John Morris, blogger, disability advocate and founder of Wheelchairtravel.org said that “despite the fact that there was abuse, with some nondisabled people falsely representing their pets as emotional support animals, new restrictions on the carriage of those animals are likely to cause problems for those who have a legitimate need for the companionship of an emotional support animal.
Accepting That Rules Change
The history of pets on flights may surprise you. In the past, it’s true that dogs, cats and, yes, miniature horses were given top priority as service animals. Now, the current rule reserves these spots for dogs only.
Morris is hopeful that the new documentation requirements for traditional service dogs will not be too significant a barrier to disabled people who must travel with a service animal. The Department of Transportation, he says, seems to have struck a reasonable balance after consultation with the disability community and industry stakeholders.

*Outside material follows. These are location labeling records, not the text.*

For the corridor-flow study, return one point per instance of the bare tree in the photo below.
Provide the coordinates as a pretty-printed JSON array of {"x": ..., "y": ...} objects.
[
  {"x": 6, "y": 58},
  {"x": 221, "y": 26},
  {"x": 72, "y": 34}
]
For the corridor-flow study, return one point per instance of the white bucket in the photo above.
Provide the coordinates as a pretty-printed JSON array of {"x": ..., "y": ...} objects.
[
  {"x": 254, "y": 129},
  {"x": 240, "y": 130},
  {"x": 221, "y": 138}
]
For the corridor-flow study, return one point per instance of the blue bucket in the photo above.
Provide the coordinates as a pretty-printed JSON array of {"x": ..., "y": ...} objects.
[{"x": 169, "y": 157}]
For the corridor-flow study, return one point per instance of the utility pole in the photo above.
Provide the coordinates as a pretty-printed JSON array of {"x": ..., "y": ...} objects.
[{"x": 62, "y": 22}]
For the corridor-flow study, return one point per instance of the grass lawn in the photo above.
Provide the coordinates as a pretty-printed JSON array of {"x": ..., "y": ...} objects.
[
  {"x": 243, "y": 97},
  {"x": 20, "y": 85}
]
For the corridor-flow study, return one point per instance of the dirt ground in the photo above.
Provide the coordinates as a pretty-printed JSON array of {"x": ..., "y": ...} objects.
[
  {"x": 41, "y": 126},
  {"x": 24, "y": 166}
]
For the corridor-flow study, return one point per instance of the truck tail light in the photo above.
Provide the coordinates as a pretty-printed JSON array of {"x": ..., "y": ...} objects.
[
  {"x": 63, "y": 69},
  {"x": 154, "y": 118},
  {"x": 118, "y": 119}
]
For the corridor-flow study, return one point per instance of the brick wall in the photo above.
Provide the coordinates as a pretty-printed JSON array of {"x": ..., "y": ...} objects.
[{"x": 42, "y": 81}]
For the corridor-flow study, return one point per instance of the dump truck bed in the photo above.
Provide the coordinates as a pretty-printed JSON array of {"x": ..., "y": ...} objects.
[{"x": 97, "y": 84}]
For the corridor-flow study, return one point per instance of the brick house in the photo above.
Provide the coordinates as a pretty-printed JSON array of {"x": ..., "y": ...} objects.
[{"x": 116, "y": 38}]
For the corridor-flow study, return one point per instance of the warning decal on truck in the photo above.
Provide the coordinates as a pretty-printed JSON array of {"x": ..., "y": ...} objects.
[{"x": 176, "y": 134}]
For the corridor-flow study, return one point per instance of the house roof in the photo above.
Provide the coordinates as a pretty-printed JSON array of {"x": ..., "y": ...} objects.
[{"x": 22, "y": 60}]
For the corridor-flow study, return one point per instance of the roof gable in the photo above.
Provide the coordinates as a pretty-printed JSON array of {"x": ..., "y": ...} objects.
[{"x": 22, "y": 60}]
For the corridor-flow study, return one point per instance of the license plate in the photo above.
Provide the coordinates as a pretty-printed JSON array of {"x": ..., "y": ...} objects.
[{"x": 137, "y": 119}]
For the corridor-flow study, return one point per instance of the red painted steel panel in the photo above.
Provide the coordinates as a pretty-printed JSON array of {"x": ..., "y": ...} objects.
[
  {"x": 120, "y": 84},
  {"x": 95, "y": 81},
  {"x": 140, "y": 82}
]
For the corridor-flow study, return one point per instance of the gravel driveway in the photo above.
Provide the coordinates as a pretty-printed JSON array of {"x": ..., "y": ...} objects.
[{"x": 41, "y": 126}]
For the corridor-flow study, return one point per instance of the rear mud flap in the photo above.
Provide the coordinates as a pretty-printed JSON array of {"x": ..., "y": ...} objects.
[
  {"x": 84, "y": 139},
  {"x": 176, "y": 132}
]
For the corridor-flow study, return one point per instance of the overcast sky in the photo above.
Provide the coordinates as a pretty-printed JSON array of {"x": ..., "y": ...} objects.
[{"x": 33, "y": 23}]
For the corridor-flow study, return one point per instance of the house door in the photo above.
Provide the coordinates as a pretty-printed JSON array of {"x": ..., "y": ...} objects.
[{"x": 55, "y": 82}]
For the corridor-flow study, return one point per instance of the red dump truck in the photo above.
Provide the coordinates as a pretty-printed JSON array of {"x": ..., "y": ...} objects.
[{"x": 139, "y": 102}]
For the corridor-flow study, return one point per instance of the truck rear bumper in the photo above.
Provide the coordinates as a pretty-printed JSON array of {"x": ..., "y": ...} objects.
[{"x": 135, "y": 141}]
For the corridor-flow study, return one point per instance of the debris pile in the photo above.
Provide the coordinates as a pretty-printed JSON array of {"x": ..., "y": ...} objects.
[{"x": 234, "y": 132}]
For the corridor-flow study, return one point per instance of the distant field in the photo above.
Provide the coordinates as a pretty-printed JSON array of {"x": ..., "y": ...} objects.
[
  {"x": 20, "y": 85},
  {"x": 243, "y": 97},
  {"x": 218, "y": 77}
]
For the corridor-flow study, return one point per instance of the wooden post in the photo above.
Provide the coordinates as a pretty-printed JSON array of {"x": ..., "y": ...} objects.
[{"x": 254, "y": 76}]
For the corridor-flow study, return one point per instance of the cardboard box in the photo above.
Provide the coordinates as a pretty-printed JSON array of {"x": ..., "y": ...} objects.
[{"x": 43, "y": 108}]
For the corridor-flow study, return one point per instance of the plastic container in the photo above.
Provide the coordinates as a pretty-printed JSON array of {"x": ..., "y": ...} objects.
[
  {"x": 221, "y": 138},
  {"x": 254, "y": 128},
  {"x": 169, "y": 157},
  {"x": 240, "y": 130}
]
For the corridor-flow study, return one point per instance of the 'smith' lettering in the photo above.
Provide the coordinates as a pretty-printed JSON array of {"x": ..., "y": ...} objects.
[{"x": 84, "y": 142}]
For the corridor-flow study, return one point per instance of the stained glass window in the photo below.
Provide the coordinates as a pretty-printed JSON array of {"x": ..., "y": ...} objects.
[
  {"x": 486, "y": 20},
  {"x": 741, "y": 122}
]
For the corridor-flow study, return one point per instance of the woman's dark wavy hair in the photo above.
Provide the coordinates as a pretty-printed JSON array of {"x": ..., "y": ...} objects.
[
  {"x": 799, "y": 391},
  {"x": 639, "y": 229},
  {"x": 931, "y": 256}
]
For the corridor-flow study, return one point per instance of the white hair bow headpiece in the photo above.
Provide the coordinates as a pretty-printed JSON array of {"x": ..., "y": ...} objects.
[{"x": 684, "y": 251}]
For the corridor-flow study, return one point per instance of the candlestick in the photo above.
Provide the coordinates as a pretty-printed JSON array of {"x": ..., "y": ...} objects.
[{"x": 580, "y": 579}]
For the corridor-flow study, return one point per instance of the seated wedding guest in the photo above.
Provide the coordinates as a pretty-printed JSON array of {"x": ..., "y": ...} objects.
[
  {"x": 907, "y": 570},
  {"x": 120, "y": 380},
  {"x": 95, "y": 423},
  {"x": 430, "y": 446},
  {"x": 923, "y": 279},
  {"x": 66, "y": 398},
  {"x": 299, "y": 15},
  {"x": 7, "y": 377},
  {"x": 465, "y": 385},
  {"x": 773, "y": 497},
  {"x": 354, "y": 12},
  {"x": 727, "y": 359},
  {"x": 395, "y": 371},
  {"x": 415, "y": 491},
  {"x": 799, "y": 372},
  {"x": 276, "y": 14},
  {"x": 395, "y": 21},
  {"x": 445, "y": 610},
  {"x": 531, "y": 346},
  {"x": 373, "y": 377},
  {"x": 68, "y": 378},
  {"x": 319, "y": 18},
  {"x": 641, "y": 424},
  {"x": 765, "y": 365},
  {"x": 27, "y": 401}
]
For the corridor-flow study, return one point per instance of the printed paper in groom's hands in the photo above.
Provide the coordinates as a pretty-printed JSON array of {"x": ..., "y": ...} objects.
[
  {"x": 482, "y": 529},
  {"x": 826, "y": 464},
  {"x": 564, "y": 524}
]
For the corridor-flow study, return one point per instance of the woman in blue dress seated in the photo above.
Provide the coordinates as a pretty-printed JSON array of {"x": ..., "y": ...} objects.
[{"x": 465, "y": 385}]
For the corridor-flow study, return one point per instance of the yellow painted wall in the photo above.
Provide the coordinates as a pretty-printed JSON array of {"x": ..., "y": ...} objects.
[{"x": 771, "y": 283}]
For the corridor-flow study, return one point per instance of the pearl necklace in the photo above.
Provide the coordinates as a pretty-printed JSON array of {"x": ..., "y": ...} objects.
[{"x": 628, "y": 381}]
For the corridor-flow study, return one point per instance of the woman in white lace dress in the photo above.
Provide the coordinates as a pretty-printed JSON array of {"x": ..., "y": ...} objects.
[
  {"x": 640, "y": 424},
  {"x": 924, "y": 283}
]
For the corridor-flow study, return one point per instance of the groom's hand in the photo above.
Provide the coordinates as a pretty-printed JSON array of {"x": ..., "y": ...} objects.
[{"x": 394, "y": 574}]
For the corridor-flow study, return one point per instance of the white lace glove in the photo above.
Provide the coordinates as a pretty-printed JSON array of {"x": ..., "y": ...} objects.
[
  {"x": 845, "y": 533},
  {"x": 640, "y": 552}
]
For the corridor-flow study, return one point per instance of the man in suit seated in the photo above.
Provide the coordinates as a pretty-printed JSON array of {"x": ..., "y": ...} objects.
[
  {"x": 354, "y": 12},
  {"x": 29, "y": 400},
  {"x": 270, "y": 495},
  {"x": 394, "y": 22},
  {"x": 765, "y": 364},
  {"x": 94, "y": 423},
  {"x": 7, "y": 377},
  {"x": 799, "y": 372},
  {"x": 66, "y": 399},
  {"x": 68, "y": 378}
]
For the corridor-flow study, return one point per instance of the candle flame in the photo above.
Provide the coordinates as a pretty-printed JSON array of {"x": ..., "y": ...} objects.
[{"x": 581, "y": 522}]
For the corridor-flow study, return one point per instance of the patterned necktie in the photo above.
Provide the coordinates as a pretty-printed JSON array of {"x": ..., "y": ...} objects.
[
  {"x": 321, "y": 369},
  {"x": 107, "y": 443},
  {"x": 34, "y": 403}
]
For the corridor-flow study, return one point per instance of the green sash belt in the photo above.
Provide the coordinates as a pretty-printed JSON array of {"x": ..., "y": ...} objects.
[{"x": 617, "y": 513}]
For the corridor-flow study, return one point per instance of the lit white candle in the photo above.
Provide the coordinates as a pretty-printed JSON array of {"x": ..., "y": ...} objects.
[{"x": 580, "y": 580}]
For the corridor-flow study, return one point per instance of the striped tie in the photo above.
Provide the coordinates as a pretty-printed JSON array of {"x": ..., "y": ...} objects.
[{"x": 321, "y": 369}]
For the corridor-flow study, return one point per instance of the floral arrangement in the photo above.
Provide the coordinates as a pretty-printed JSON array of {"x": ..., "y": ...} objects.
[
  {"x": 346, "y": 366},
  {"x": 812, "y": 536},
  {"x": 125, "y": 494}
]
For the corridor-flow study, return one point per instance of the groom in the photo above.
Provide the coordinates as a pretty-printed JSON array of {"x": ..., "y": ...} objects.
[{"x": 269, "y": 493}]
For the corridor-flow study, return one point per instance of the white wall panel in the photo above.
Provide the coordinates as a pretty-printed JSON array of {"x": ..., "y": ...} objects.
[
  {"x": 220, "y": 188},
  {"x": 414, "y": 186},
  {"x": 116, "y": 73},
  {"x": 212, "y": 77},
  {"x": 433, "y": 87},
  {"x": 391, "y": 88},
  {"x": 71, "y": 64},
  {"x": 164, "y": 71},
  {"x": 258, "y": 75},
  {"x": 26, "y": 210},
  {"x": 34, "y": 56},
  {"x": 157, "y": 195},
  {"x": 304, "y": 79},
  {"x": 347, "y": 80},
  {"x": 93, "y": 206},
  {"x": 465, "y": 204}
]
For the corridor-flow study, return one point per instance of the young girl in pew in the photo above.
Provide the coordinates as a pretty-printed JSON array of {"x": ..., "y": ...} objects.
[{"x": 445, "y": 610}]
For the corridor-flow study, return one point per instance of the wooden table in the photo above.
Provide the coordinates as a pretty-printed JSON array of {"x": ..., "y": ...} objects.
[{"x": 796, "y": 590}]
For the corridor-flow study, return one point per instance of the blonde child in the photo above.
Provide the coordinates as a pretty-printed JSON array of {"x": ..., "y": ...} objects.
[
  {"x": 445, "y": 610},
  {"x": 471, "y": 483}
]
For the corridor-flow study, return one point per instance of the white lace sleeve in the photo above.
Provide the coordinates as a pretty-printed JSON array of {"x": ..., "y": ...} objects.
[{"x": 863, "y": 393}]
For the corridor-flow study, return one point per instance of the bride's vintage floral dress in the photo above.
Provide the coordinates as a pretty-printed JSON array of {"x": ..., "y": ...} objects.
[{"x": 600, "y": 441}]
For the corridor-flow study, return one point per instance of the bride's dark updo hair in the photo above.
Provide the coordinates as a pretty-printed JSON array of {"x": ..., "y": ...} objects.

Kelly is also hopeful that the new rules from the DOT will still allow those with true physical or mental health needs to travel with their service animals and hope the industry will change. “There’s no doubt that the vast majority of pet owners would pay a premium to keep their pets safe while traveling, and I’d love to see airlines come up with innovative methods and guidelines safely allow people to travel with their furry friends,” says Kelly.
To reduce the stress of traveling as much as possible, educate yourself on the specifics of the airline you are flying. There are still some foggy areas. Delta, Southwest and others are still reviewing their policies, but by law, they are not required to accommodate nonservice animals. According to New Mobility magazine, people with disabilities plan on traveling, even through the pandemic, although probably staying closer to home and using a wide array of customizable vehicles.
Finding Comfort in Clarity
The updated service animal rules will require airlines to treat psychiatric service animals the same as other service animals. In exchange, the owner must provide documentation created by the Transportation Department. The forms are meant to ensure that owners are bringing pets that are healthy and well trained. If you are traveling over the holidays, check the current rules including a video with closed captioning.
Passengers with emotional support pets I spoke with were understanding. One snowbird in route to Florida will be sitting with their dog on their lap on a long drive down the East coast. Others said frankly it’s not an issue for them. Their family and beloved pet are staying put for the holidays, out of a fear of Covid-19, lack of funds or both.
Saving Your Mental Energy
Of course, if you are dead set on finding a shortcut or workaround, you will likely find yourself typing in ‘service dog certification’ in your browser’s search area. Don’t, say experts. Your best bet is to know the current rules and follow them using the DOT guidelines. Your first red flag should be that most of these sites make no reference to the updated rules. The logos are also strikingly similar to the official ADA service dog certification, which can be confusing. Avoid the rabbit hole. By falling into what may be a fraudulent scheme, you are making it more difficult for people with qualified service animals to travel without disruption and repeated questioning.